第6章 蜥蜴の王
「うっ…」
目が覚めた。頭が痛くて、体が熱っぽい。体を横にしようとすると、手は動いたのだけれど胸元が痛んだ。すると一瞬呼吸がしにくくなって咳き込んだ。
「痛っ」
咳き込むと胸にズキンと痛みが走り、体を丸めた。痛みに大きく息を吸うとまた咳き込んでしまった。痛くて咳き込み、咳き込んで痛んでの繰り返し。何とか痛みが引いて呼吸が落ち着くのを待つ。

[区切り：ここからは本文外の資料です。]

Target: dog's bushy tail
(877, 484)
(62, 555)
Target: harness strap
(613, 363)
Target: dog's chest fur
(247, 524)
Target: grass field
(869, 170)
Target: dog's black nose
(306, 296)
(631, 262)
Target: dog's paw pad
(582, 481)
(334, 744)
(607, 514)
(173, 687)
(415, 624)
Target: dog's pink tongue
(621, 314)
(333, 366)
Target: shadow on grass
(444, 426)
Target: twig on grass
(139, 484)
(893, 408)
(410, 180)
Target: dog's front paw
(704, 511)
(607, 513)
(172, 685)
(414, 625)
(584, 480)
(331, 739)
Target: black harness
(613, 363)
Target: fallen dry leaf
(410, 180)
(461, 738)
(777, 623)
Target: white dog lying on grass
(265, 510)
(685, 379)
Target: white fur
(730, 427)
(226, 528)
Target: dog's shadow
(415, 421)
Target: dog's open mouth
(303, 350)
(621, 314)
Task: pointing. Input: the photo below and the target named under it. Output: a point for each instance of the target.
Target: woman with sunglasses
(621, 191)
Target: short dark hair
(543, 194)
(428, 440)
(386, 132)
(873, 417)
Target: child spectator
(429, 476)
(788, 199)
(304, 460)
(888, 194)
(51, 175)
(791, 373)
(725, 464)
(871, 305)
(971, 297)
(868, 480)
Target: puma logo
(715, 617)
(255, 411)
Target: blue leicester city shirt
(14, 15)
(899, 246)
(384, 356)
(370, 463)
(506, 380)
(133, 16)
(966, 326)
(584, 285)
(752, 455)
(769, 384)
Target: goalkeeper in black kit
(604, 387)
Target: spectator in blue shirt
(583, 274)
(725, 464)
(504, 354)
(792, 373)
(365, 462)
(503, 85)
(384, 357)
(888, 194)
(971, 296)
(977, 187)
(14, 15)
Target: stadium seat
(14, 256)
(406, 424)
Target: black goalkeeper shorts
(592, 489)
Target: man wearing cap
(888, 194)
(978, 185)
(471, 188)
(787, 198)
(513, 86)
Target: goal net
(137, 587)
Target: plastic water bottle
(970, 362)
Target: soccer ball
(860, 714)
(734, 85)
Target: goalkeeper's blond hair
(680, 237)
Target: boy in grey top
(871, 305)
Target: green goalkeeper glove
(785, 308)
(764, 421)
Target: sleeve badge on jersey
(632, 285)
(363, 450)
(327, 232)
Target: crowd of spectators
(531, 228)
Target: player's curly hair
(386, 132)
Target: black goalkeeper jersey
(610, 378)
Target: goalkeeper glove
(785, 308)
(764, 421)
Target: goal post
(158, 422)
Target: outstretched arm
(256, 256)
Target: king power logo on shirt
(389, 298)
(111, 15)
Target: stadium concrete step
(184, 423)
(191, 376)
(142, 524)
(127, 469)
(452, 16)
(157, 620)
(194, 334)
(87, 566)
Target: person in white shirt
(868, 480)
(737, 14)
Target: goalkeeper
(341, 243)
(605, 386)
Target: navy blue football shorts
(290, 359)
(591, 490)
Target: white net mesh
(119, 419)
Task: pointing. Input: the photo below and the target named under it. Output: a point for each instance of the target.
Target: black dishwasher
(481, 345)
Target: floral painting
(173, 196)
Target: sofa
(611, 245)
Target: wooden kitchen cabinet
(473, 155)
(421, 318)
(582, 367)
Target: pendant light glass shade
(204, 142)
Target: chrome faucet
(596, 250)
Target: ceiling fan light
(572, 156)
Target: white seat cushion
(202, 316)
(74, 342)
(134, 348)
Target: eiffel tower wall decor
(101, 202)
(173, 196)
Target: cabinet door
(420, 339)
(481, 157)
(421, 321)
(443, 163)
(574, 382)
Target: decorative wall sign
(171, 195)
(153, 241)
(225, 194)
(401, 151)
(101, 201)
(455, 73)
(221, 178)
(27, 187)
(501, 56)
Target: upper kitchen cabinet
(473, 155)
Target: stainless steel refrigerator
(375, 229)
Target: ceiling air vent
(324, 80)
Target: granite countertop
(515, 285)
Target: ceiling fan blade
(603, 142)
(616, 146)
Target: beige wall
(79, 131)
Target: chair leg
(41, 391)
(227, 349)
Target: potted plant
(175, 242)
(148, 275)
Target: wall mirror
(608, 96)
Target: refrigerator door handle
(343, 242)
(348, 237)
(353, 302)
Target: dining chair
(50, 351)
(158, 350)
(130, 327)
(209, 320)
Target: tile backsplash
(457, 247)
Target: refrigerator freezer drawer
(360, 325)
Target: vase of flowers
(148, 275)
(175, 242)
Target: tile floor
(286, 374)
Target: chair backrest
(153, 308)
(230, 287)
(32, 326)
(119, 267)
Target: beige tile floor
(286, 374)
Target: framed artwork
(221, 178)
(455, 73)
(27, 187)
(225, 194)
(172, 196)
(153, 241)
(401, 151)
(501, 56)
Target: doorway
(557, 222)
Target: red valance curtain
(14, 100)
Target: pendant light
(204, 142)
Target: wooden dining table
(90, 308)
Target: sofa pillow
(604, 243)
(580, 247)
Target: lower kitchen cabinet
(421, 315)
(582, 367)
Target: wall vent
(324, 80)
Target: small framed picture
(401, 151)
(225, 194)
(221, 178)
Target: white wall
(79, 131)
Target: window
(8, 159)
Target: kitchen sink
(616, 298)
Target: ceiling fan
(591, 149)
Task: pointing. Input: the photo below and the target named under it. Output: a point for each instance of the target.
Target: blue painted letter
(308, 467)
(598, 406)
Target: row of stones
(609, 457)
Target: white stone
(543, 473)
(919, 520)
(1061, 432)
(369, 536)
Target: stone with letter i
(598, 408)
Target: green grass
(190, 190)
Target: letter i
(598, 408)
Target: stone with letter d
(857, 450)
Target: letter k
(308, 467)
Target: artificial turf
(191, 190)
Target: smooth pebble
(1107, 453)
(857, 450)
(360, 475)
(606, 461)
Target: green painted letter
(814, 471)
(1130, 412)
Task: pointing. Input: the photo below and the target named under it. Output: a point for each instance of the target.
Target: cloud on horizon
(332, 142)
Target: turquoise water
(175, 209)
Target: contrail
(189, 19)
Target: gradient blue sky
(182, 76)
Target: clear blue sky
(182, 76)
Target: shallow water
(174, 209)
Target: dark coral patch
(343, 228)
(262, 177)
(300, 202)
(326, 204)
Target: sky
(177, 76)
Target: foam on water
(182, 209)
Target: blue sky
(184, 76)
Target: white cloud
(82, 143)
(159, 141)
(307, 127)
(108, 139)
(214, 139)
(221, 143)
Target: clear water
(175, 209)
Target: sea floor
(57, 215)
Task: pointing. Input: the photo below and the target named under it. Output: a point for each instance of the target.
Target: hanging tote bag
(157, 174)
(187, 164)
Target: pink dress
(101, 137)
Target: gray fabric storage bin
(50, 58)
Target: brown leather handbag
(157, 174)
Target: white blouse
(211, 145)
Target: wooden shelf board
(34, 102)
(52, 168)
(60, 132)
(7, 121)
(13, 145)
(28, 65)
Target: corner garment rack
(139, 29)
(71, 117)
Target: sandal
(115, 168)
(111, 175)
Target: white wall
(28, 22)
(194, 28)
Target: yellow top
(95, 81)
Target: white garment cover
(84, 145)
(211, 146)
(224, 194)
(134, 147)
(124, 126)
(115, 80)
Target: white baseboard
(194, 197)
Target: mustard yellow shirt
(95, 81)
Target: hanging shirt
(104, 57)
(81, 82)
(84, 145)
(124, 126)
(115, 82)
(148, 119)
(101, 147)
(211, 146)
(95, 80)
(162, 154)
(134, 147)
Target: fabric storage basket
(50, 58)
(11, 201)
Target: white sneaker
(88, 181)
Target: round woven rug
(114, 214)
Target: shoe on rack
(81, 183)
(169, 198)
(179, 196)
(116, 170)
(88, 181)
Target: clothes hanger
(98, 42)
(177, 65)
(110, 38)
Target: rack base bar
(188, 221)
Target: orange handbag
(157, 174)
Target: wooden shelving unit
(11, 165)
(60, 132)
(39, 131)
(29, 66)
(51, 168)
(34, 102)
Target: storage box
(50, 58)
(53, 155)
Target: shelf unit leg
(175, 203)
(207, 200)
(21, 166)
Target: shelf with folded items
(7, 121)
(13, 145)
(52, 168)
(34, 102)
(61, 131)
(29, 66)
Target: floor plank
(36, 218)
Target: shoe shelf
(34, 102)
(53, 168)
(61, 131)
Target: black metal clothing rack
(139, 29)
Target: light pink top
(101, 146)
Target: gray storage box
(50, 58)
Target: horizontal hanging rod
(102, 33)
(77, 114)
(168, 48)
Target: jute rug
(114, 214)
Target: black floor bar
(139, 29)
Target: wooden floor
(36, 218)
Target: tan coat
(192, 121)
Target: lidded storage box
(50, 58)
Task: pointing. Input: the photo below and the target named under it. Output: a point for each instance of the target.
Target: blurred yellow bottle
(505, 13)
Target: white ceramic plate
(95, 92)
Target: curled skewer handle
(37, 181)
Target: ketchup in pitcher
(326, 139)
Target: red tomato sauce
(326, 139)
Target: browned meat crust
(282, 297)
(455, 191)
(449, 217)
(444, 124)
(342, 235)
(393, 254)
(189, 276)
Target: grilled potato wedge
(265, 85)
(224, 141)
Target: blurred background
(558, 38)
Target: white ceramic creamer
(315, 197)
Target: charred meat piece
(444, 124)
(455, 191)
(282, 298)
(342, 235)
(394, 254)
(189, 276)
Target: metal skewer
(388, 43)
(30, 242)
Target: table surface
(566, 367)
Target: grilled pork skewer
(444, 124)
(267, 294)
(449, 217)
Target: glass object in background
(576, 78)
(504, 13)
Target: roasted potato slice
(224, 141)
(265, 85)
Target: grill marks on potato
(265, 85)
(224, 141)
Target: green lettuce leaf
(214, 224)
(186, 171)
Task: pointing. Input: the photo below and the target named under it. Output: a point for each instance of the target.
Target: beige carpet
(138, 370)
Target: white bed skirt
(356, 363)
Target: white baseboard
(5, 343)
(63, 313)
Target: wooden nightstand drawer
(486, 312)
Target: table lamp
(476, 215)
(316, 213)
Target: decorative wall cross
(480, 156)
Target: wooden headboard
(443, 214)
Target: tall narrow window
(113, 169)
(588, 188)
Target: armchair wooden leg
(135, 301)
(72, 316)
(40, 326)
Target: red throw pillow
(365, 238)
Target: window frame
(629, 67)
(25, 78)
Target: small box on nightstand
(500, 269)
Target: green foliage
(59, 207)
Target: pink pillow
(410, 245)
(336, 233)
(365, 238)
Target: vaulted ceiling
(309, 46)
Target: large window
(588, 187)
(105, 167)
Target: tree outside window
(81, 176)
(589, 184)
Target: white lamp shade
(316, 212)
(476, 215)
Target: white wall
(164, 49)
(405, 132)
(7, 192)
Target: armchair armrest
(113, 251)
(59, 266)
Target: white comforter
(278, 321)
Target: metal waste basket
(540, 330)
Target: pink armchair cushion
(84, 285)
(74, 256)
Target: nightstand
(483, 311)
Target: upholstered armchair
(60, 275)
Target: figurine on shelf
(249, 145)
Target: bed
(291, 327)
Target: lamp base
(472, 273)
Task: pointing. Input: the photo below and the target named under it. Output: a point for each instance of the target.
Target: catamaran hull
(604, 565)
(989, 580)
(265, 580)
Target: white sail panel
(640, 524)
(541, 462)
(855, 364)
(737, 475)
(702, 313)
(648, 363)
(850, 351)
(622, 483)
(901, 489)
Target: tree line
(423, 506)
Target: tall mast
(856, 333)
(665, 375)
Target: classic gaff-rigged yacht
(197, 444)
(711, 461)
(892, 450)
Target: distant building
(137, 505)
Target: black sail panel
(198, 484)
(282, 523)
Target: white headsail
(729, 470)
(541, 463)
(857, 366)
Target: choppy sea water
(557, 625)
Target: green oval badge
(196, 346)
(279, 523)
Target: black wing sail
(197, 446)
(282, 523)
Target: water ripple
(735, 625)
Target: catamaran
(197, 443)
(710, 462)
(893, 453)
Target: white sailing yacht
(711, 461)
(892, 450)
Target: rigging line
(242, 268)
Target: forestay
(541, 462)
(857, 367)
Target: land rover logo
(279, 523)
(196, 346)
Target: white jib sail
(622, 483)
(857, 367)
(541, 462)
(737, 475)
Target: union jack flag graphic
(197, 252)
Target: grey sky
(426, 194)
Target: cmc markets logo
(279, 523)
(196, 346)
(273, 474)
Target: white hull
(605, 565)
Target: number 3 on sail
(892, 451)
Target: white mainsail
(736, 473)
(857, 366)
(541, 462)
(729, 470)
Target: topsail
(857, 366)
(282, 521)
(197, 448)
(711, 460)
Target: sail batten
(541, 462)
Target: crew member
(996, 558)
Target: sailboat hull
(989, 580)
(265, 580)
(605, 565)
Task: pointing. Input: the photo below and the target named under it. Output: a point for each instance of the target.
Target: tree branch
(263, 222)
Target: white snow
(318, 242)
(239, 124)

恐る恐る息を吸うと、ゆっくり呼吸をすれば何とか大丈夫らしい事に気が付いた。
ここは檻の中で、そこのベッドに寝かされていたらしい。体は清められて清潔な一枚布の寝間着を着ていた。気を付けながら起き上がると、額から落ちたのだろう、濡れた布を見付けてそれを手に取った。
そうだ、私はキドラさんに…
お腹を手で撫でてみた。今は違和感とか感じない。私は、キドラさんの子供を産むのだろうか。
ジワリと涙が滲んで唇を噛んで堪えた。
キィと檻が開く音がして顔を上げた。そこにはキドラさんが居て、起きている私に気が付くと慌ててサイドボードに水の入った器を置いて走り寄ってきた。
「さん!」
ベッドの側で膝まづいたキドラさんが、目に涙を浮かべて頭を下げた。
「さん、申し訳ございません!」
「キドラさん…」
キドラさんの顔色は悪くて、鱗にも艶が無いように見える。涙を浮かべて震える姿は、心から謝罪して後悔しているように見えた。
「私は何という事を…本当に、本当に申し訳ございません」
キドラさんはあの時我を忘れてしまった。だから、キドラさんのせいじゃ無いと言う事は理解してる。我慢出来なかった私も悪いのだもの。でも、それでも…キドラさんを責めそうになって唇を噛み締めた。
「…たい」
私は堪えていた涙を零した。
「帰り、たい…帰りたい、です…」
私はキドラさんにしがみついた。そして痛むのも気にせず泣き喚いた。
「帰りたい…帰して!私をお家に帰して!」
優しいお爺さんとお婆さんが居て、この世界に来る前の何も考えずに無邪気に笑っていたあの頃に帰りたい。
「帰し、て…帰してぇ、う、うわぁぁん」
咳き込みながらも私は泣いて叫んだ。キドラさんは痛々しそうに顔を歪めて私を優しく抱き締めてくれた。私が拳で叩いても、文句を言っても何も言わずにただ抱き締めてくれた。